Import n8n/charm_workflow.json and point Execute Command to:

bash -lc "cd /data/charm-market-intelligence-engine && source .venv/bin/activate && python scripts/pipeline.py"

Adapting to Other Industries

  • Add parsers in scripts/scrape_jobs.py for new job boards.
  • Update skills/skills_taxonomy.csv with additional skills/aliases.
  • Expand rules in scripts/insights.py to map skills → program formats.
  • Customize config/job_patterns.json to tweak job-type/seniority detection; run python scripts/validate_patterns.py (or make validate-patterns) after edits to ensure regexes compile.

Google Sheets Integration (opt-in)

  1. Enable Google Sheets API and Google Drive API in Google Cloud Platform (GCP).
  2. Create a Service Account, download the JSON key to secrets/service_account.json (or your path).
  3. Set GOOGLE_SHEET_ID and GOOGLE_SERVICE_ACCOUNT_FILE in .env (replace the placeholders).
  4. Share the Sheet with the service account email as Editor.
  5. Test:
python scripts/gsheets_test.py

Troubleshooting

Common issues and fixes

Symptom Likely Cause Fix
ModuleNotFoundError: No module named 'spacy' Virtual environment not activated Run source venv/bin/activate (macOS/Linux) or venv\Scripts\activate (Windows)
OSError: [E050] Can't find model 'en_core_web_sm' spaCy language model not downloaded Run python -m spacy download en_core_web_sm
No jobs scraped (empty CSV) CSS selectors out of date OR site blocking requests Check scripts/scrape_jobs.py selectors; add delays between requests
FileNotFoundError: config/.env Environment file missing Copy .env.example to config/.env and fill in values
Geocoding extremely slow Nominatim rate limiting Normal behavior; geocache (data/geocache.db) speeds up repeat runs
google.auth.exceptions.DefaultCredentialsError Service account JSON missing or path wrong Verify GOOGLE_SERVICE_ACCOUNT_FILE path in .env
Sheets append fails silently Sheet ID incorrect or missing permissions Double-check GOOGLE_SHEET_ID; share sheet with service account email
Dashboard won't start Port 8501 already in use Kill other Streamlit processes or use streamlit run dashboard/app.py --server.port 8502
OPENAI_API_KEY error when USE_LLM=true Key not set or invalid Add valid key to .env or set USE_LLM=false

Permission issues (NAS / network drives)

If you're running on a NAS or shared drive:

  • Ensure write access to data/ directory
  • SQLite may perform poorly over network mounts; consider running locally

Checking logs

Most scripts print progress to stdout.

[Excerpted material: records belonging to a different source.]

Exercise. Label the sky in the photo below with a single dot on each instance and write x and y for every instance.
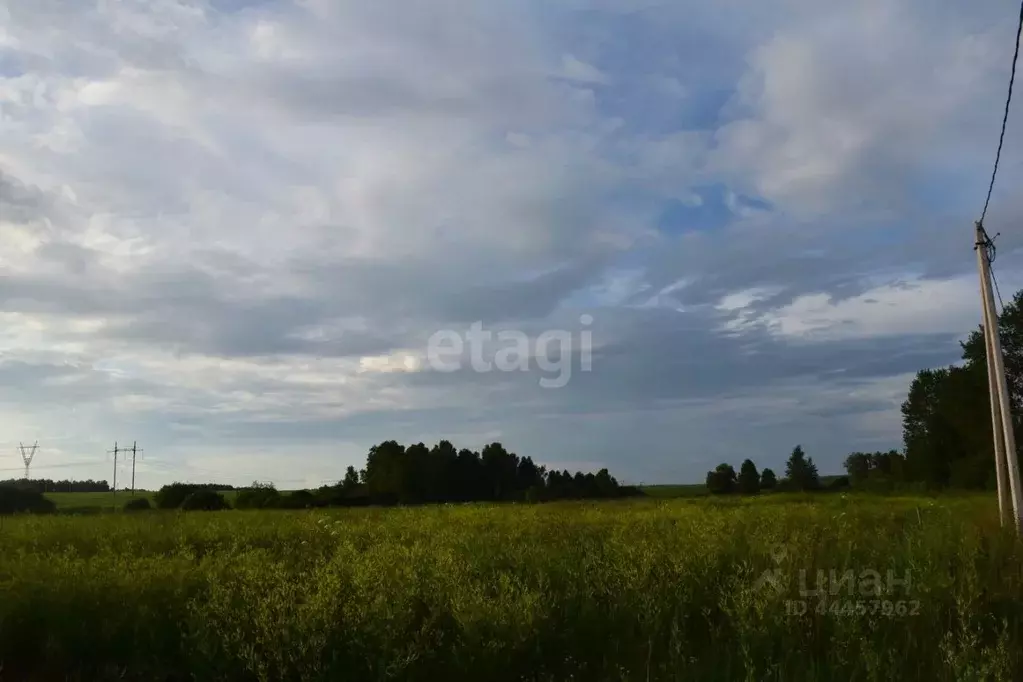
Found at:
(697, 231)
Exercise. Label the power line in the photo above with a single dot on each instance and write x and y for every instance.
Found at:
(1005, 118)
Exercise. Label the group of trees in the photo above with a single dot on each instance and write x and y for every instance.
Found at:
(49, 486)
(418, 474)
(800, 473)
(23, 500)
(412, 474)
(189, 496)
(946, 419)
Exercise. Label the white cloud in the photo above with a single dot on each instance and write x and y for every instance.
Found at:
(916, 307)
(218, 221)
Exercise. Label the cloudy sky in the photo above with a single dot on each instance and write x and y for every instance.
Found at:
(229, 229)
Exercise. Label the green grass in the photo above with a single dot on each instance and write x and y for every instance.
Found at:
(631, 590)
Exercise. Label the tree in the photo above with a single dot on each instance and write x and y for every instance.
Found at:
(257, 496)
(17, 500)
(946, 423)
(749, 478)
(721, 481)
(800, 471)
(351, 480)
(205, 500)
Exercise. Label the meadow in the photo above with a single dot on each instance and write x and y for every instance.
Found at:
(625, 590)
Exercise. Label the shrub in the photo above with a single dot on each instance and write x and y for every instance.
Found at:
(15, 500)
(171, 497)
(259, 496)
(841, 483)
(300, 499)
(205, 500)
(138, 504)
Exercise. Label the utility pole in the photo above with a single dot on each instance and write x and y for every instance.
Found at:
(134, 452)
(1002, 419)
(115, 475)
(28, 454)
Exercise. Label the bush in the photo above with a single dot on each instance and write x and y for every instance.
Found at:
(16, 500)
(205, 500)
(300, 499)
(171, 497)
(138, 504)
(840, 483)
(257, 497)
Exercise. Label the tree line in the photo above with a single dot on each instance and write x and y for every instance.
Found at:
(395, 473)
(800, 474)
(50, 486)
(946, 419)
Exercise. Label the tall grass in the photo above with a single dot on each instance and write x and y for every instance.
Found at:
(611, 591)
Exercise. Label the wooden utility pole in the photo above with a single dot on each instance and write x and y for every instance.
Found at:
(134, 452)
(1002, 418)
(115, 475)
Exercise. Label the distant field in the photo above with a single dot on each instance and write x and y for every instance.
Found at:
(780, 588)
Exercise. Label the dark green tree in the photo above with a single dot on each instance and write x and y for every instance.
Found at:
(749, 478)
(800, 471)
(722, 480)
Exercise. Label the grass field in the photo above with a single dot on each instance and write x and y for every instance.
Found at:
(636, 590)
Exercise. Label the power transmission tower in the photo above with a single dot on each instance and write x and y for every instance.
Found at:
(28, 454)
(134, 451)
(1006, 457)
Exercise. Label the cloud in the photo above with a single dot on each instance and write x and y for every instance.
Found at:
(229, 229)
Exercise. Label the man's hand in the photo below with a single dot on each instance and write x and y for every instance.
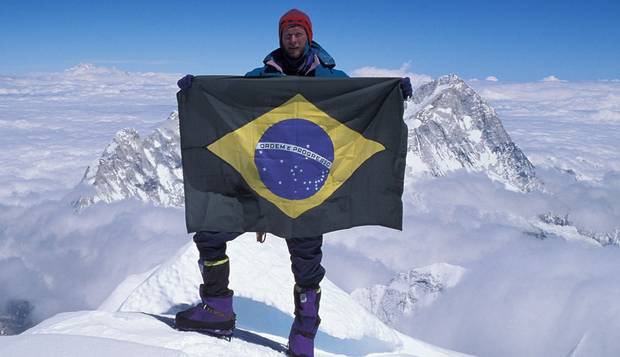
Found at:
(185, 82)
(405, 86)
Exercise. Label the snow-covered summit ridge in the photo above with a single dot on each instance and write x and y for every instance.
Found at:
(142, 307)
(451, 127)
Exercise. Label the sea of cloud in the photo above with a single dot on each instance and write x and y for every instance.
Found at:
(521, 295)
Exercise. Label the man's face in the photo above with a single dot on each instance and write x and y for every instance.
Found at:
(294, 41)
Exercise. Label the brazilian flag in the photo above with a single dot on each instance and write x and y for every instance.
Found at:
(293, 156)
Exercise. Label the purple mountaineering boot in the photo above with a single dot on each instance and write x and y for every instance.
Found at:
(306, 323)
(215, 314)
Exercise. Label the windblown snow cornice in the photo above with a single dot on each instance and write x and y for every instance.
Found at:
(450, 128)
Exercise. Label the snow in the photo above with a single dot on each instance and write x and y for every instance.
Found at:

For more detail:

python scripts/pipeline.py 2>&1 | tee pipeline.log

Insight prompt (external & editable)

The LLM question set lives in config/insight_prompt.md. It’s plain text with {{variables}} you can edit:

  • {{INDUSTRY}}, {{DATE_TODAY}}, {{NUM_JOBS}}, {{UNIQUE_EMPLOYERS}}, {{GEOCODED}}
  • {{TOP_SKILLS_BULLETS}} → a bullet list of top skills and counts

To see the fully rendered prompt (before sending to an LLM):

python scripts/preview_prompt.py

If the file is missing, the workflow falls back to a concise built-in prompt.

Dashboard design choices

Dashboard design notes:

  • Single column rhythm with clear section spacing; primary actions (filters, downloads) are easy to find.
  • Subtle cards for key findings; no heavy boxes or loud colors.
  • Plotly (plotly_white) with reduced chart chrome; labels kept concise.
  • Folium map with heatmap + clustered markers for fast spatial scanning.
  • Hidden default Streamlit menu/footer to keep focus on data.
  • Sidebar filters drive all sections, so the page stays uncluttered.
  • PDF export via a header download button; the report is generated with ReportLab and cached by a content fingerprint so repeated clicks are instant.

PDF report export

The dashboard includes a "Download report" button that generates a multi-section PDF from the latest pipeline run. The report is built with ReportLab and uses the Inter font family (falls back to Helvetica if the TTFs are missing).

Sections included:

  1. Cover page (title, date range, fingerprint)
  2. Executive Summary (5 data-driven bullets)
  3. Key Findings (up to 9 metrics in a 3-column grid)
  4. Trends & Signals (top 12 skills + emerging skills tables)
  5. Implications & Opportunities (actionable cards with "Why it matters")
  6. Methods & Governance (data sources, approach, limitations)
  7. Appendix (definitions and employer sources)

How it works:

  • reports/context.py reads jobs.csv, analysis.json, and insights.md from the processed directory and builds a normalized context dict.
  • reports/pdf_report.py turns that context into ReportLab flowables and assembles the PDF.
  • reports/styles.py defines the page layout, paragraph styles, and table styles.
  • dashboard/header.py wires the download button into the Streamlit header; the PDF bytes are cached by a SHA-256 fingerprint of the source files, so the report is only regenerated when data changes.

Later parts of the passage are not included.